I think its a shame that antiphons have been largely forgotten and collects have become rather cookie cutter. I hope to post some new collects here in time.
Permalink
04.27.08
Posted in Book of Cerne, Distilled Prayer, Irish, Irish Liber Hymnorum, Psalms, Venerable Bede, breviate psalters at 9:52 pm by Michelle
In the introductory matter of the 11th century Irish Liber Hymnorum’s abbreviated psalter, there is an instruction that “the number of prayers given from the Psalter is 365″ (McNamara, p. 77). Exactly what this means is unclear to me.
Scholars have taken this to mean that abbreviated psalters are to have 365 verses. However, neither of the two surviving copies of the abbreviated psalter included in the Liber Hymnorum has 365 verses, but rather 240 verses. Both surviving copies are incomplete. Likewise the abbreviated psalter in the Book of Cerne (Bishop Æthelwald’s psalter, 8-9th century) only has 272 verses. It also has an obvious lacuna. The only early abbreviated psalter that I know of to be reconstructed completely is Bede’s because it can be reconstructed from three surviving copies of the same age, about 100 years after his death. The editor Browne notes that no individual copy of Bede’s psalter is complete. Interestingly, Bede’s reconstructed breviate psalter has 383 verse abbreviations by my count of Browne’s text.
Bede’s text provides an interesting question on the how to interpret 365 verses/prayers. As I have discussed before, Bede often took only partial verses and then spliced them together with partial verses from other psalms. So how do we count 365 verses? Are they abbreviations of psalm verses or are they constructed verses in the new psalter? The 383 verses represented in Browne’s text refer to abbreviations of psalm verses. I haven’t counted the spliced verses (assuming I know where he intended verses to begin and end, which I do not presume to know). For that matter in Bede’s time — he died in 735 — biblical verses had not yet been numbered. So how he counted verses may have been different that how we would count verses. Given all these caveats it may be that Bede’s 383 verses is close enough to 365 to say that is what he was aiming for. This may also explain why his abbreviations get shorter as he goes along. With a few exceptions, the abbreviations of psalms are much shorter in the last half to third of the psalter than in the first half, although by then he would have been reaching many more repeated themes.
However one of Bede’s surviving copies, apparently coming through the influence of Alcuin, does possibly give us another clue. The Cologne copy of Bede’s psalter says that the abbreviations are handy verses to be used in the creation of new prayers. In other words, they were handy phrases that could be mined while trying to compose a new prayer for a particular need or occasion. If this is the meaning of 365 prayers, it may mean that one could write 365 prayers using phrases from the abbreviated psalter — in effect write a prayer for every day of the year.

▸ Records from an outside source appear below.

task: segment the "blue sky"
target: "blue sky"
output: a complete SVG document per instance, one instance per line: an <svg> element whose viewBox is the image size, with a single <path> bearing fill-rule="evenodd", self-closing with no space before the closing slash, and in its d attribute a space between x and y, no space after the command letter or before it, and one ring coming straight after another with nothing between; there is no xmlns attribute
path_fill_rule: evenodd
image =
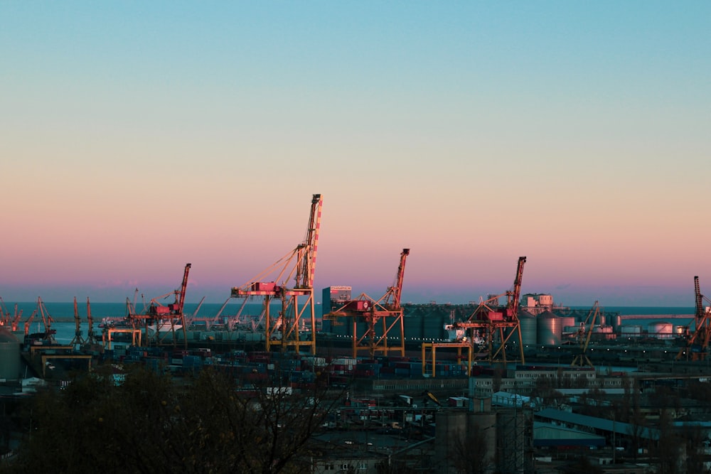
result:
<svg viewBox="0 0 711 474"><path fill-rule="evenodd" d="M6 301L316 285L693 306L711 4L0 4ZM711 283L710 283L711 284ZM80 295L81 296L82 295ZM44 299L48 299L43 296Z"/></svg>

This also brings us to the overall purpose of the abbreviated psalter. Was it intended to be a shorter version of the psalter used for prayer or was it used as a reference for writing prayers (and maybe sermons)? There seems to be some evidence that it was used for both.
References:
Browne, Gerald M. trans. (2002) The Abbreviated Psalter of the Venerable Bede. Wm B Eerdmans.
Brown, Michelle P. (1996) The Book of Cerne: Prayer, Patronage, and Power in the Ninth-Century England. British Library and University of Toronto Press.
McNamara, Martin. (2000) The Psalms in the Early Irish Church. Journal of the Study of the Old Testament.
Leslie Webber Jones. (1929) “Cologne MS.106: A Book of Hildebald” Speculum 4(1): 27-61.